“Mae Marsh.”
“I’ll remember, and I’ll put you in a movie some day.”
Right about now Dell Henderson was directing a picture in which Fred Mace was playing the lead and Margaret Loveridge had a part. It was understood about the studio that Mr. Mace was quite taken with the charms of the fair Margaret. Now Margaret couldn’t get out on location, and she wanted to send a message to Fred Mace, so she sent little sister, and little sister looked so terrible to Mr. Mace that he said to her, “Don’t let Griffith see you or your sister will lose her job.”
When Mace saw Margaret again he said, “Don’t have your sister come around the studio looking like that.”
And Margaret answered, “Well, I will, for Mr. Griffith is going to use some children at San Gabriel and she is going to be one of the children.”
“All right,” answered Mace, “take your chance.”
And at San Gabriel Mae did a little more of the funny hop skip, and she talked up rather pert to the director, “You think you’re the King” sort of thing, and he liked it, and he said to Dell, “The kid can act, she’s great, don’t you think so?”
Dell answered “yes,” but he didn’t think so. No one thought so but Mr. Griffith.

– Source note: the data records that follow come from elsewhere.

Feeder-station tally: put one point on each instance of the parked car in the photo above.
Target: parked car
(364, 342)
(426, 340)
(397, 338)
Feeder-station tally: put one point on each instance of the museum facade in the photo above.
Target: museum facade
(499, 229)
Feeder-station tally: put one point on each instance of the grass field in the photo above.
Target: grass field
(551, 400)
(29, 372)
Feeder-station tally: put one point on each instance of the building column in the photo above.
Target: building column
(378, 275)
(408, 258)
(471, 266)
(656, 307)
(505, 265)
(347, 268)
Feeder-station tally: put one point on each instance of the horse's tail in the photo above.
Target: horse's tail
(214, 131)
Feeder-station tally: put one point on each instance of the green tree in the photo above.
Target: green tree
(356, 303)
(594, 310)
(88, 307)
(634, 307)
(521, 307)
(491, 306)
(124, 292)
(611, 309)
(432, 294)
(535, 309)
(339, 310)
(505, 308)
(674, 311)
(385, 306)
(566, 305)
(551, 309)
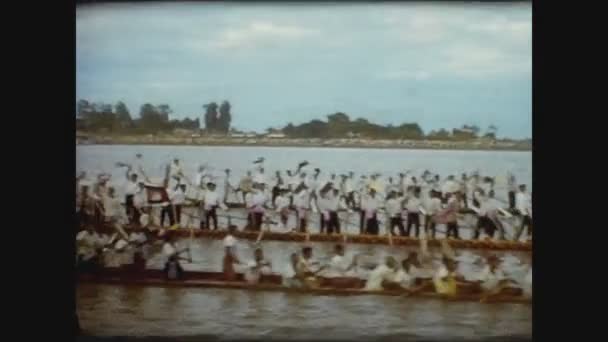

A few weeks later when little Mae Marsh came to the studio carrying a book and the boys made jokes about it, Dell said to himself, “When she puts that down, I’m a-going to see.” The book was Tennyson’s poems. The boys knew when a new actress came with such literature that Mr. Griffith was already seeing her bringing home the cows, or portraying some other old-fashioned heroine of the old-fashioned poets.